The résumé of a man who called 2008
If you don't know Burry, one sentence covers it: he's the guy who looked only at the data and stood on the opposite side when everyone else said things were fine.
In the mid-2000s, when every bank, analyst, and expert insisted the housing market was healthy, Burry dug into the actual numbers, concluded it would collapse, and bet against it. When housing crashed in 2008 and nearly took the whole financial system with it, he and his investors made over $700 million. That story became the film The Big Short.

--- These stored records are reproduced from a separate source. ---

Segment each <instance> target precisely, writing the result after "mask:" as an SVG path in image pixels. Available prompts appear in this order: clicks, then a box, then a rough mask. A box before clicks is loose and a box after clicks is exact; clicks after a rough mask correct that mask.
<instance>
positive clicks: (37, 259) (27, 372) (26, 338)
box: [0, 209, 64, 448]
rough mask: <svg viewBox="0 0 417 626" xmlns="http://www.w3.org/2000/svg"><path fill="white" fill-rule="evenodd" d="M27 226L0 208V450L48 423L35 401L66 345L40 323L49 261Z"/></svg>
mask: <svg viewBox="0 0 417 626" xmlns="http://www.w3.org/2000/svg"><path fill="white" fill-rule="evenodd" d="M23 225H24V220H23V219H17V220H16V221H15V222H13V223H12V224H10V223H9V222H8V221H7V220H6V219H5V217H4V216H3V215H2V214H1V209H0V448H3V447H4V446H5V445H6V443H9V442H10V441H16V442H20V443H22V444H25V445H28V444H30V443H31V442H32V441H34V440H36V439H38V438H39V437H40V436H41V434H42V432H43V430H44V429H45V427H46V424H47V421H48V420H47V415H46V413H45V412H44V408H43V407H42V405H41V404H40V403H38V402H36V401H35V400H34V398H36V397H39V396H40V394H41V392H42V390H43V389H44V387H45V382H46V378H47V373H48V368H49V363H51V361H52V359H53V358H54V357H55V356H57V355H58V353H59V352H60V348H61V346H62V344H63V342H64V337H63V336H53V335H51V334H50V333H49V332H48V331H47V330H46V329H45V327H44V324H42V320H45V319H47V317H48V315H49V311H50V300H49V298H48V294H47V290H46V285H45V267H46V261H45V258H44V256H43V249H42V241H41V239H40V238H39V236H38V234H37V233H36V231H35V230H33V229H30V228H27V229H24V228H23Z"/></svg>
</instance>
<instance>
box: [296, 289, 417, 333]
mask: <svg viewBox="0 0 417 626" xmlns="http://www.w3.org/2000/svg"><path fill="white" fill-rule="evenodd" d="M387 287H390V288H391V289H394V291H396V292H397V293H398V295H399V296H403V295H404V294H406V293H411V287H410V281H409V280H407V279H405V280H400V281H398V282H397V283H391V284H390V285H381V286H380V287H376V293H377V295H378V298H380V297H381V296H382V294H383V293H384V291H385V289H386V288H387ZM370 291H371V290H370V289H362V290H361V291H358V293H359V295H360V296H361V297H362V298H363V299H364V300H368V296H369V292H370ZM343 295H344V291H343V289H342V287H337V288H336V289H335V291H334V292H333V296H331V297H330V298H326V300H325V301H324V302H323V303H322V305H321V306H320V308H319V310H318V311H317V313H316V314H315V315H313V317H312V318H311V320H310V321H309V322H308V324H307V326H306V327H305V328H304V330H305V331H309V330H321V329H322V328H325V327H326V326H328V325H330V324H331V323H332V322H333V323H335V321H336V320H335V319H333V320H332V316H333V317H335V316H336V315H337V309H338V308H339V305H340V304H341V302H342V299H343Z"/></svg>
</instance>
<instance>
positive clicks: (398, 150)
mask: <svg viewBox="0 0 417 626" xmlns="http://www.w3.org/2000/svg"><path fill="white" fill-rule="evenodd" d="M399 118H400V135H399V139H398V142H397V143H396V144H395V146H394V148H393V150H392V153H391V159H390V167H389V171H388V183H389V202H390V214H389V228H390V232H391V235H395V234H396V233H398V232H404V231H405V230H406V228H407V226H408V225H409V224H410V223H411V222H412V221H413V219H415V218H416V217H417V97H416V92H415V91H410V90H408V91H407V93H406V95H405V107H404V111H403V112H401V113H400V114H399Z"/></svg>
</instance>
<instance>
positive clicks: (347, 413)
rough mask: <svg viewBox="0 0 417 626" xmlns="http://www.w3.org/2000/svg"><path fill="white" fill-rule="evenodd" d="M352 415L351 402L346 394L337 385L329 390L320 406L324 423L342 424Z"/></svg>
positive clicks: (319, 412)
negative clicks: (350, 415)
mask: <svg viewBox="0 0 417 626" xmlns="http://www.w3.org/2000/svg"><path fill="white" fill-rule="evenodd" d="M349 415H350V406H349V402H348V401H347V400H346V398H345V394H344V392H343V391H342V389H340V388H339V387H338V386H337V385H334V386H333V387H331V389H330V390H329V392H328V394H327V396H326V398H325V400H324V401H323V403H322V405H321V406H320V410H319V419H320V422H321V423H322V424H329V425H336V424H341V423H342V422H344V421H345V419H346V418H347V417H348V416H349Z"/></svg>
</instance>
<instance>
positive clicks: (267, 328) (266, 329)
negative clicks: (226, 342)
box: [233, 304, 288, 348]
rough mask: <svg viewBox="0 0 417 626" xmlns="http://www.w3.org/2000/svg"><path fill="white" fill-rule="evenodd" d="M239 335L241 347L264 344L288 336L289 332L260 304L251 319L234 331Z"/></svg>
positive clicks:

Let me be clear about the frame here. I'm not telling you to buy something because Burry did — or because anyone on the internet did. That's the worst habit in investing. What I care about is the process: looking at real numbers before you spend a single dollar. That, more than any stock pick, is what separates you from the crowd.
One phrase: 'whale fall'
Underneath everything Burry is doing right now sits one idea — the whale fall.
When a whale dies at sea, the body sinks to the ocean floor. And down there it feeds an entire ecosystem of creatures nobody noticed while they were all watching the whale swim around up top. Burry believes that's precisely what's happening in the market today.
Everyone is watching AI. Nvidia, Micron, AMD, and anything with even a whiff of an AI story. All the money and all the attention flow there. As a result, a batch of genuinely good companies now sits at the bottom — beaten down not because the business is broken, but simply because it isn't an AI stock. Those are the companies Burry is loading up on. In his own words: 'These stocks are part of the mass whale fall happening away from the main spectacle.'
He isn't waiting for the crash
Here's the part I think gets misread most. Burry isn't bracing for a crash. He has already positioned himself for what comes after it.
He's spent months warning that the AI trade is morphing into a dot-com-style bubble — too much money chasing too few stocks — and that it ends badly for the AI darlings. But while everyone argues about that, he's been quietly assembling a nine-stock portfolio of companies left for dead: beaten down, ignored, and cheap.
His own line captures the strategy best: 'Lighter-expectation stocks will float to the top as the heavy-expectation stocks see market value simply disappear.'
For context, back in May he had bought Microsoft and MSCI, was watching Salesforce, and was building positions in PayPal and Adobe. Since then he hasn't slowed down — if anything, he's leaned in harder.
Great investing rarely feels comfortable. That discomfort is what creates the mispricings value investors have exploited to beat the market for over a century. But I'll insist on one thing: don't buy because Burry buys — not even out of enthusiasm for Burry himself. Know what you own and know what it's worth. That's the whole game.